The MetroLab Network has partnered with Government Technology to provide readers with a segment called the MetroLab Innovation of the Month series. This segment focuses on influential technology, data and innovation projects underway between cities and universities. If you would like to know more or contact the project leader, please contact MetroLab ([email protected]) for more information.

This month’s Innovation of the Month series of articles focuses on Equi Tensors. This is a project that reflects and raises awareness of data science and AI applications, opportunities, and potential misuse applied to mobility and transportation. Fairness and diversity. MetroLabs Josh Schacht spoke with Project Leader Bill Howe, Associate Professor of Informatics at the University of Washington, Associate Professor of Computer Science and Engineering, and Associate Director and Senior Data Science Fellow of the UW eScience Institute.

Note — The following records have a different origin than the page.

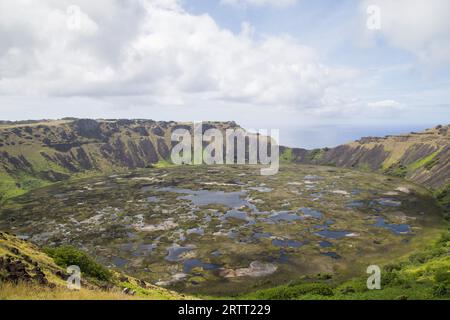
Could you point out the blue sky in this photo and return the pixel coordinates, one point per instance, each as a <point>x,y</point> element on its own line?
<point>310,68</point>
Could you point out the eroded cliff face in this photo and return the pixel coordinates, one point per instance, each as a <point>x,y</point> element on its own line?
<point>420,157</point>
<point>35,153</point>
<point>39,152</point>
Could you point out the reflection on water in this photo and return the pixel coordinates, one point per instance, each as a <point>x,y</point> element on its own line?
<point>190,264</point>
<point>395,228</point>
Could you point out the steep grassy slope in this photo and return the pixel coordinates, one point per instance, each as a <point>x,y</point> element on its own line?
<point>26,272</point>
<point>422,157</point>
<point>33,154</point>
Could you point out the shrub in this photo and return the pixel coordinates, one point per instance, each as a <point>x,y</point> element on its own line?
<point>294,292</point>
<point>67,255</point>
<point>439,290</point>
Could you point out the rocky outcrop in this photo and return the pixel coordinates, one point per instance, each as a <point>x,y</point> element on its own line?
<point>420,157</point>
<point>36,151</point>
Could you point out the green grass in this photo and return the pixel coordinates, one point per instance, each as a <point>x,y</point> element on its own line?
<point>161,164</point>
<point>287,155</point>
<point>67,255</point>
<point>425,162</point>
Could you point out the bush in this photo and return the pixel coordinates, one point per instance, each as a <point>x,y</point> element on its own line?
<point>440,290</point>
<point>295,292</point>
<point>442,276</point>
<point>67,255</point>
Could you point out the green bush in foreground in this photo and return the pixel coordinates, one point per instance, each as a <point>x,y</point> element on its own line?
<point>67,255</point>
<point>293,292</point>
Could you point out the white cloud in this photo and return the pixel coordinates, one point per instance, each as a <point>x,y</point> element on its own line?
<point>385,104</point>
<point>259,3</point>
<point>420,27</point>
<point>155,49</point>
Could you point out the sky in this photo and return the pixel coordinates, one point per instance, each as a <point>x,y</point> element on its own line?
<point>323,72</point>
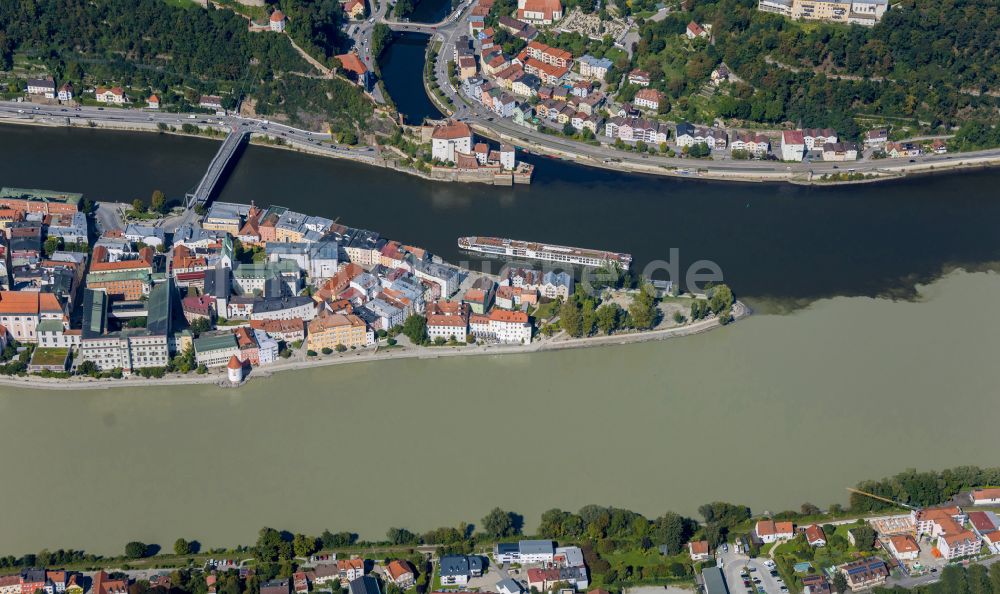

Josh Schacht: Please tell us about the origin of this project and the big picture issues it is working on.

Bill Howe: I started the EquiTensors project after observing that most open data wasn’t really underutilized. There are many reasons for this, and the reliability, source, and structure of the data can make it difficult to use. So we start thinking about what people usually want to do with the data, and more and more people want to train some predictive model.

But cities are complex systems, so everything interacts with everything else. Waste management services can depend on traffic volume, which can depend on income distribution as well as weather. The Travel Planner app may need to work with hundreds of datasets to train a good model.

So I started thinking of the idea that there are thousands of datasets where all of the city’s dynamics are in different windows. What if we could collect these dynamics more directly? If so, anyone can enable the prediction application without having to find, download and process hundreds of interrelated datasets. Instead, you can use a learned feature called EquiTensors.

Schacht: How does this project improve existing forecasting methods?

Howe: Companies and institutions using EquiTensors reduce the effort of downloading and processing multiple datasets by including signals from datasets that are otherwise inaccessible, and protect them from making unreasonable predictions. You can reduce training time and improve accuracy. In addition, you may be surprised at which dataset is predictive. EquiTensors’ kitchen sink approach eliminates this decision.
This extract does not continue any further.